Per la leadership nazional-religiosa israeliana la priorità assoluta è la giudaizzazione della terra tra il fiume e il mare, incluse le città e i villaggi cristiani palestinesi nella Cisgiordania occupata e a Gaza. Riconoscere la presenza storica del cristianesimo in Terra Santa non è più considerato una necessità strategica, così come non lo è preservare il turismo religioso e l’incentivo economico che esso rappresenta. Le successive guerre israeliane e il genocidio a Gaza hanno reso il pellegrinaggio sempre più insostenibile, spingendo molti cristiani a scegliere destinazioni come Grecia, Turchia o Spagna al posto della Terra Santa.
Mentre le critiche da parte dei leader religiosi si moltiplicavano, Israele si è mosso per riparare i propri rapporti con il cristianesimo mondiale. Ad aprile ha nominato George Deek, cittadino palestinese di Israele e diplomatico di carriera, Inviato Speciale per il Mondo Cristiano, incaricato di “approfondire i legami di Israele con le comunità cristiane in tutto il mondo”. Il messaggio pubblico di Deek, tuttavia, si è rivolto meno ai cristiani palestinesi che al pubblico occidentale. Ha descritto Israele come il “custode dei luoghi santi” e “l’avamposto del mondo occidentale”, legato all’Europa da comuni “radici giudaico-cristiane”.

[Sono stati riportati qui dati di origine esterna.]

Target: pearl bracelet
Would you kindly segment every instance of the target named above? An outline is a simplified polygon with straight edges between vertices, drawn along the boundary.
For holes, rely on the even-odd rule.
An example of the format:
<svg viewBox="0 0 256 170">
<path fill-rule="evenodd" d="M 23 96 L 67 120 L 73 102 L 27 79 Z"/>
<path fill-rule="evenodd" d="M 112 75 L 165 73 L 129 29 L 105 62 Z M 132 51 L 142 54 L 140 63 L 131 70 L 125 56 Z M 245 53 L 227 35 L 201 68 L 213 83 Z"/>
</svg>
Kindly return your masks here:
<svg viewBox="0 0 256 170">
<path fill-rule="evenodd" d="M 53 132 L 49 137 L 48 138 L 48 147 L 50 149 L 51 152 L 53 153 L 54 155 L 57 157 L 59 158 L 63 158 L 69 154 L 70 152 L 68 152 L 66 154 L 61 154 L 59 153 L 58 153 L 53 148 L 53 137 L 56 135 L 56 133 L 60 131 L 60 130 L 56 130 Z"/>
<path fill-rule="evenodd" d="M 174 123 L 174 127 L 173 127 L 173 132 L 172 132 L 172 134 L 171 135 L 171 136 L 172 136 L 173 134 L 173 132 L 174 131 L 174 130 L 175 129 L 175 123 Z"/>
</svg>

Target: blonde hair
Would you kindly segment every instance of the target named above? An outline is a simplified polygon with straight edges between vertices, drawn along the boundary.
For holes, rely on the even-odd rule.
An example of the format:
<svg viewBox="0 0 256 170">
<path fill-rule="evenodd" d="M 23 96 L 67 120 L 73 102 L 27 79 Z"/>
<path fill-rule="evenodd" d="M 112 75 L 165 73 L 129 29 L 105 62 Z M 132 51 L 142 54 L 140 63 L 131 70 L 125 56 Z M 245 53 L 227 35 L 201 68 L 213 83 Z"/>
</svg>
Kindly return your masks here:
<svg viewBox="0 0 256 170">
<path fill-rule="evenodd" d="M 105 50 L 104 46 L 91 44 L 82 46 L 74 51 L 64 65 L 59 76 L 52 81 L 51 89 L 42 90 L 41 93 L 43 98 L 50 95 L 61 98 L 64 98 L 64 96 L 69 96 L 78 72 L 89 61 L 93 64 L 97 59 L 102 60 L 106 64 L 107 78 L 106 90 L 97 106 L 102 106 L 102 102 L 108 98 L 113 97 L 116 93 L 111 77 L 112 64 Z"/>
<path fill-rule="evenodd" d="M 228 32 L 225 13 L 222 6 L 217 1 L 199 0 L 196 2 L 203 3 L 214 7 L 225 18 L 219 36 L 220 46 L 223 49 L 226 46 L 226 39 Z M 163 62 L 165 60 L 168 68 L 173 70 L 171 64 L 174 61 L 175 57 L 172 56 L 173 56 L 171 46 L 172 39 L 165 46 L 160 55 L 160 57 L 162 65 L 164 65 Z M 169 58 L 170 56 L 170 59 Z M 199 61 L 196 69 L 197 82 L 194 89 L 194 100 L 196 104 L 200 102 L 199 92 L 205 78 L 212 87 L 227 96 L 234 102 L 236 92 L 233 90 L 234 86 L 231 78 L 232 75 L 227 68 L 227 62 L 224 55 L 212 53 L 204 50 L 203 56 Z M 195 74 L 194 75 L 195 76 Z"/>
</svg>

Quelle dichiarazioni sono arrivate solo pochi giorni dopo che le autorità israeliane avevano imposto una chiusura record di 40 giorni di Haram Al-Sharif/Monte del Tempio durante il Ramadan e l’Eid Al-Fitr [festa di fine del Ramadan, ndt.], e avevano limitato l’accesso dei fedeli cristiani alla Chiesa del Santo Sepolcro per la Pasqua. Per le comunità musulmane e cristiane palestinesi di Gerusalemme, queste misure hanno rafforzato l’idea che la libertà di religione non possa essere difesa in modo selettivo, privilegiando una fede a scapito di un’altra.
Se la missione di Deek avrà successo da qualche parte, sarà probabilmente in Italia. Il paese non è solo il cuore geografico del cattolicesimo mondiale, ma con la Presidente del Consiglio Giorgia Meloni rappresenta anche un avamposto chiave dei valori dell’estrema destra europea, in particolare dopo la sconfitta di Viktor Orbán in Ungheria. Eppure persino Meloni, il cui governo si è generalmente allineato tanto con Benjamin Netanyahu quanto con Donald Trump, ha recentemente preso posizione contro entrambi i leader, mentre i rapporti tra Israele e la gerarchia cattolica si sono deteriorati.
Meloni ha criticato pubblicamente le autorità israeliane dopo che al Cardinale Pizzaballa e al Custode di Terra Santa, Francesco Ielpo, fu impedito l’ingresso alla Chiesa del Santo Sepolcro. Ha inoltre biasimato Trump per i suoi attacchi verbali contro Papa Leone XIV. Insieme, questi scontri hanno rivelato tensioni all’interno di quella che sembrava essere una solida alleanza transatlantica di destra.
Agendo come capo di una Chiesa universale impegnata per la pace piuttosto che per blocchi geopolitici, Papa Leone ha scompaginato quell’allineamento. Rispondendo a Trump in aprile ha dichiarato: “Non ho paura”, affermando che la Chiesa avrebbe continuato a parlare con la propria voce, indipendentemente dal fatto che questa voce fosse gradita a Washington o a Gerusalemme.